Fogarty looked outraged.

“Icy-rocky-it is all one what you call it! I do not sing hymns. It is John Higgins who sings them, and whistles them under Eily’s window. And my poor Luke who is in love with her, wouldn’t he be angry now? Wouldn’t it come to words between them, and maybe fighting? And maybe a knife in the back? And Eily out of her bed and downstairs there in the hall where she had no business to be in the middle of the night!”

Miss Silver coughed again.

“You will have to say all that to the police, Mr. Castell. Do you not think we should knock on Miss Taverner’s door?”

They knocked, and received no reply. This time Miss Silver did not wait to knock again. She opened the door and stepped across the threshold.

The room was of a fair size and sparsely furnished. The bed, a small modern one, stood back against the right-hand wall. It was empty, and so was the room. Mildred Taverner wasn’t there. Her clothes were neatly folded on a chair at the foot of the bed. The room offered no place of concealment. She wasn’t there.
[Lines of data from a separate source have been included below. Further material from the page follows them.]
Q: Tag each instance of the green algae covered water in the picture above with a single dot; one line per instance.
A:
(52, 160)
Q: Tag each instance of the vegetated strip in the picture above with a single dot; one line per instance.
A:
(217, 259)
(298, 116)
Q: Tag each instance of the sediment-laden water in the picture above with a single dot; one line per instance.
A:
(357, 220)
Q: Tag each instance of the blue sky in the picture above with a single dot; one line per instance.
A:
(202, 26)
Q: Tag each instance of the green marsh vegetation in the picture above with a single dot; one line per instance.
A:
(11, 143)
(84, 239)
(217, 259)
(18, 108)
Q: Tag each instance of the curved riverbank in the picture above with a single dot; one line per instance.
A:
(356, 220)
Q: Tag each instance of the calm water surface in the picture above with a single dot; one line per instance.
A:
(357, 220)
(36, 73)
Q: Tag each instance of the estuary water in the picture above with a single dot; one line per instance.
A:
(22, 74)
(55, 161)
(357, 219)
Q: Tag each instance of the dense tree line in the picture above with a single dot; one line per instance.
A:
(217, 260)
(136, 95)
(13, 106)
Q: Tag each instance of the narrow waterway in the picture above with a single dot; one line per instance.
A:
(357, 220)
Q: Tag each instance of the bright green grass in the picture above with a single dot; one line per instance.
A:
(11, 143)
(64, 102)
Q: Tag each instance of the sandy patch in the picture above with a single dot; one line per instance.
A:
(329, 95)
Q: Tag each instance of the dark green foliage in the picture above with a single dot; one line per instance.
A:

Miss Silver came back into the passage, leaving the door ajar. From where she stood she could see that the bathroom door was open, and that the room itself was dark. She went along past Jane’s door and her own and looked in. There was certainly no one there.

As she stepped back, her eye caught a movement in the corresponding passage on the other side of the landing. Like the one in which they were standing, it was dark. But someone was coming along it towards the light. In a moment Mildred Taverner emerged. Her hair was wild and her manner distracted. She wore a heliotrope dressing-gown.
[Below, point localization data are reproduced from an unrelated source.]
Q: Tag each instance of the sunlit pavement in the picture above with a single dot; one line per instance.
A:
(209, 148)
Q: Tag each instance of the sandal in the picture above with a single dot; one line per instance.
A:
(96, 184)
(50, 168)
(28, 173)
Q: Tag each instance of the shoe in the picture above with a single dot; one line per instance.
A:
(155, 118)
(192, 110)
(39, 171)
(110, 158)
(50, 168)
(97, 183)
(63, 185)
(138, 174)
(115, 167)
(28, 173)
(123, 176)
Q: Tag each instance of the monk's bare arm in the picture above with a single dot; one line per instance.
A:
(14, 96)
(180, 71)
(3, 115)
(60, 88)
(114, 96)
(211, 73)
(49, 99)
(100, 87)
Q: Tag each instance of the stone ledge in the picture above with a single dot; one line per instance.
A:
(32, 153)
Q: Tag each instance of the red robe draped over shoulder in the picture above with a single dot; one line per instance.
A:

“Oh, Mr. Castell, what has happened? I woke up, and there was such a noise. I went along to find Geoffrey, but he wasn’t in his room. Is it a fire? Have I time to pack my things?”

CHAPTER 17

A cold winter daylight came in through the single window of Fogarty Castell’s office. Beyond the fact that it possessed a large, plain table which supported a blotting-pad, an inkstand, and a pen-tray, there was nothing to differentiate it from any other small shabby room tucked away in the irregular plan of an old house. It was dull, it was bare. It had a square of dirty carpet on the floor and a peeling paper on the walls. A fly-spotted engraving of the Duke of Wellington directing the battle of Waterloo hung on the chimney-breast, which cut off a corner of the room and gave it an uneven shape.
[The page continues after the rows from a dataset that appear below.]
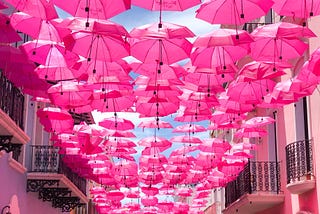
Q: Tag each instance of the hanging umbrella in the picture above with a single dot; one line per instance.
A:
(55, 119)
(7, 32)
(277, 49)
(217, 56)
(250, 92)
(97, 46)
(49, 53)
(233, 12)
(167, 30)
(223, 37)
(257, 122)
(282, 30)
(37, 28)
(172, 50)
(299, 9)
(39, 8)
(116, 123)
(101, 9)
(263, 70)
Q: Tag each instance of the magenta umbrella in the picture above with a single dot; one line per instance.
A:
(223, 37)
(277, 49)
(217, 56)
(250, 92)
(172, 50)
(97, 46)
(37, 28)
(262, 70)
(233, 12)
(100, 9)
(116, 123)
(49, 53)
(39, 8)
(7, 33)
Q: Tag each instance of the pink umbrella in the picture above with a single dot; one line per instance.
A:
(223, 37)
(154, 124)
(282, 30)
(49, 53)
(69, 94)
(217, 56)
(189, 128)
(38, 8)
(303, 9)
(250, 92)
(167, 30)
(7, 33)
(116, 123)
(186, 139)
(55, 119)
(37, 28)
(258, 121)
(101, 9)
(97, 46)
(277, 49)
(172, 50)
(262, 70)
(250, 133)
(232, 12)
There were two doors, one leading through from the lounge, and the other giving upon a cross passage to the kitchen. The hotel register lay on a chair by the window, the table having been cleared for the accommodation of the police.

Inspector Crisp from Ledlington, small, wiry, and dark, sat before the blotting-pad with a pencil between his fingers and the alert expression of a terrier watching a rat-hole. Round the corner from him at the side of the table, with his chair at an angle which permitted him to stretch his long legs, Inspector Abbott of Scotland Yard leaned back in as easy an attitude as the chair permitted. He had his hands in his pockets. His dark blue suit was unwrinkled, the trousers had a perfect crease. The tie was just what it should have been, adding a discreet touch of colour to an otherwise sombre scheme. His fair hair, mirror-smooth, was slicked back from a high, pale brow. He was beautifully shaved. There was, in fact, nothing about his appearance to suggest a police officer who has been up most of the night dealing with a murder case.